Par ailleurs, nombre de députés qui s’étaient montrés plutôt ouverts ont pour l’instant basculé dans une franche opposition au texte. «La majorité a envoyé un message clair aux LR: “Allez vous faire voir!”», cingle par exemple Stéphane Viry. Ainsi, une très grande majorité des députés – entre 55 et 58 députés – voteraient actuellement contre le texte tel qu’il est rédigé.

Les socialistes sont en totale opposition avec le projet de loi tel qu’il sort de commission. Seul le député de Guadeloupe Christian Baptiste, qui juge louables les efforts consentis par le ministre sur les territoires ultramarins, confie au Figaro ne pas être fermé à une abstention.
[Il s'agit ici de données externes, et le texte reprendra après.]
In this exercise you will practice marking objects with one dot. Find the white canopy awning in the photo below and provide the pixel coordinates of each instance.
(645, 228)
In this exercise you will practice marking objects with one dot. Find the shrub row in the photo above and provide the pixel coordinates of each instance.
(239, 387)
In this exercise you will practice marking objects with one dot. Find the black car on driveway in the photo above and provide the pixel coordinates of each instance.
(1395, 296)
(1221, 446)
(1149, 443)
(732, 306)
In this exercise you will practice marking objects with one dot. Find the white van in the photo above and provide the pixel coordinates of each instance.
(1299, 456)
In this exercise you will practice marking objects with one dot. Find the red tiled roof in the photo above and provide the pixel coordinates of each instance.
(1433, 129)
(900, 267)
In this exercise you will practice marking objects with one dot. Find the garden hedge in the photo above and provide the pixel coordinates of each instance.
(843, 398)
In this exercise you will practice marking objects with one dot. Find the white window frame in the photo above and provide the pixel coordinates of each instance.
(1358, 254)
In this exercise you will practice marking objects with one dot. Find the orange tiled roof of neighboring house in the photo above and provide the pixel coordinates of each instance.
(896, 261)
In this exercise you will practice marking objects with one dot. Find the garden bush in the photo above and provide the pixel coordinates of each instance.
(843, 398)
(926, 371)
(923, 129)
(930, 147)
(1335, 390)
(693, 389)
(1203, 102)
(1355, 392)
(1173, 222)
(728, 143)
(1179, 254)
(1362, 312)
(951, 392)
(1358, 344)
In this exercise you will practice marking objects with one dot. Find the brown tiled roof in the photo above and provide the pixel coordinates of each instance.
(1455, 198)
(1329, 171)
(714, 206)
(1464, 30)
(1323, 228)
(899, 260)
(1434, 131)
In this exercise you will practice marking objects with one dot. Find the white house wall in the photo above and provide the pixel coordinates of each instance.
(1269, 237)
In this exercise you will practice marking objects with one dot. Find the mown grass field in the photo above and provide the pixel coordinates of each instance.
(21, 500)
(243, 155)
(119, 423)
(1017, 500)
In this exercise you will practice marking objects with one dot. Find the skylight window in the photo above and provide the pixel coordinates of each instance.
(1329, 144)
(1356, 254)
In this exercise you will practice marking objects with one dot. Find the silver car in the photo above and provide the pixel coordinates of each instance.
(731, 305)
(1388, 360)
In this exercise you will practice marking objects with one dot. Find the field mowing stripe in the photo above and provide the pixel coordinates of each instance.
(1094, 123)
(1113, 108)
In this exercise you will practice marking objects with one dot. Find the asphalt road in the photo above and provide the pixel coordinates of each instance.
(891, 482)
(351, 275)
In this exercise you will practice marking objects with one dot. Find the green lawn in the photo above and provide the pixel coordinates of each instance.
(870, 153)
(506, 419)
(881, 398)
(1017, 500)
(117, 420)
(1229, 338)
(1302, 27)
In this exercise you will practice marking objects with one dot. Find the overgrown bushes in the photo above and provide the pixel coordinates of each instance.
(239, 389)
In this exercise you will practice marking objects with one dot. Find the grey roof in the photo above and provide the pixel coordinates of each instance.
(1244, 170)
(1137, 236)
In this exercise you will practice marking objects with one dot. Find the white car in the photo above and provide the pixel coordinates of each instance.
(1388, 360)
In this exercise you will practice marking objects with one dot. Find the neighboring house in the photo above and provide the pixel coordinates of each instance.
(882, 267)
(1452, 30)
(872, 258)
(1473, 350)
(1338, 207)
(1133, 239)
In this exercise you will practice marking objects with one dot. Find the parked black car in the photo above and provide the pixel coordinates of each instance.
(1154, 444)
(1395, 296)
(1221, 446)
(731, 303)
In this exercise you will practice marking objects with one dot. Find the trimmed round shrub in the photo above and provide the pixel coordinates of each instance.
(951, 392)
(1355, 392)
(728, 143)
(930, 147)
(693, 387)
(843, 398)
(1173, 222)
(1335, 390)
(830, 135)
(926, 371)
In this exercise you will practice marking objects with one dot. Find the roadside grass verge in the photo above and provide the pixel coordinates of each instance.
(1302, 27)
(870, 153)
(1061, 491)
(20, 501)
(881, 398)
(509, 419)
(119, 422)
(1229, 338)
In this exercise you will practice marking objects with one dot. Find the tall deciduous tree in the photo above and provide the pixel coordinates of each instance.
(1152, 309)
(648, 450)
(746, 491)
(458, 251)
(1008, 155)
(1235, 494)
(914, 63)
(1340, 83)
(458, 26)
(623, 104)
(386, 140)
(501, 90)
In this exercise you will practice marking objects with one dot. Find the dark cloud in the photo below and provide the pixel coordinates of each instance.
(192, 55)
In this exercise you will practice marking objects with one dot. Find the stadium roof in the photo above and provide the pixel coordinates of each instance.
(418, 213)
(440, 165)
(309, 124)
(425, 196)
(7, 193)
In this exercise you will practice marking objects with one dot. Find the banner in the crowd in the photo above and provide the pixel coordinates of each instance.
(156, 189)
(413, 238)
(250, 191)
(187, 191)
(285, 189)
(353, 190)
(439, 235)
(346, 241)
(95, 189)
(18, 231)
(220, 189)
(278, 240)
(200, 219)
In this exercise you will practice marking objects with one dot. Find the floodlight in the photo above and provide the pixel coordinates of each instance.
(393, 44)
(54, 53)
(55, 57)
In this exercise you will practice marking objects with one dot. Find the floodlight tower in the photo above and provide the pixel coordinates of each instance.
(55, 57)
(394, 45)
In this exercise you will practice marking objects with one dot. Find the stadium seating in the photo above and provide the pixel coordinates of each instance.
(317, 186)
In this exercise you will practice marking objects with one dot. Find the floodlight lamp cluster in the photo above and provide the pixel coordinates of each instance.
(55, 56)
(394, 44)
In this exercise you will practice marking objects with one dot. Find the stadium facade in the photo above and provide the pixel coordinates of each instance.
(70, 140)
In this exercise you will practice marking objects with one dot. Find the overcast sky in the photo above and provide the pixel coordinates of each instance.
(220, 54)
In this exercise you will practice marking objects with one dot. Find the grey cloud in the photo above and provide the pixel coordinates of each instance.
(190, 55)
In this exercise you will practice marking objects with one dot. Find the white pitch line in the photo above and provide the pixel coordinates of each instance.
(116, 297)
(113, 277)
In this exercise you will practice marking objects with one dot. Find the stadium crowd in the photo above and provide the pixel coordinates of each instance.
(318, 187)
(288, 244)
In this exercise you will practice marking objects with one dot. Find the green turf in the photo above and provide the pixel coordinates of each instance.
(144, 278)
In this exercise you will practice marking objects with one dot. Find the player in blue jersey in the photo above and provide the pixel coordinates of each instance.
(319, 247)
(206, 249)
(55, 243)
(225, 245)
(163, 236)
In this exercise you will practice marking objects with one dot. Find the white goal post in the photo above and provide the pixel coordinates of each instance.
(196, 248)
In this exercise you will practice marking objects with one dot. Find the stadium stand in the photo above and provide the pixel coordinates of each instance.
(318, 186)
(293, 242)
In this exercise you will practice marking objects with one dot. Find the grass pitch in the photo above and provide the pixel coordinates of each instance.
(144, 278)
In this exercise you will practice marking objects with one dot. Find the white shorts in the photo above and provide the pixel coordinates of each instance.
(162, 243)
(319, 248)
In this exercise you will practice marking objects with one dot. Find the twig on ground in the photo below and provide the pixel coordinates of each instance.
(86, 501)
Tous les écologistes sont opposés au projet de loi immigration et les 23 députés du groupe sont contre l’actuelle version du texte.

«Nous sommes résolument opposés à cette loi et voterons contre.» Mardi matin, la communiste Elsa Faucillon s’est montrée ferme. Pourtant, un peu plus tôt, le secrétaire national de son parti, Fabien Roussel, ne fermait pas la porte à une potentielle abstention. Selon nos informations, entre un et quatre des 22 députés du groupe, tous ultramarins, envisageraient de s’abstenir. Ce serait par exemple le cas du député de Guadeloupe, Jiovanny William.

Le gouvernement pense obtenir les 21 voix des parlementaires du groupe Liot (Libertés, indépendants, outre-mer et territoires). Mais même si les députés présents en commission des lois ont tous validé le texte, la partie est loin d’être gagnée pour l’exécutif. Selon nos informations, entre 10 et 15 élus du groupe voteraient actuellement favorablement la version telle qu’issue de la commission. Entre 4 et 10 pourraient quant à eux s’abstenir, et entre 2 et 5 envisagent de voter contre.

Les députés Emmanuelle Ménard, Véronique Besse et Nicolas Dupont-Aignan le confirment tous les trois au Figaro, ils ne voteraient pas pour le projet de loi immigration tel qu’il est issu de la commission des lois.

En revanche, David Habib, l’ancien parlementaire socialiste, n’a pas encore de position arrêtée. «Je n’ai encore rien décidé, j’attends des précisions», assure-t-il. Il ne ferme la porte ni à un vote pour, ni à une abstention, ni à un vote contre.

Au total, avec la version actuelle du texte, à date, le gouvernement ne pourrait compter, selon nos estimations, que sur 269 voix favorables (294 contre et 14 abstentions), dans le meilleur des cas. Et dans le pire des cas, il n’obtiendrait que 263 voix pour (306 contre et 8 abstentions). Pour l’instant, le projet de loi immigration n’aurait donc que très peu de chances de passer si tous les députés faisaient acte de présence au moment du vote.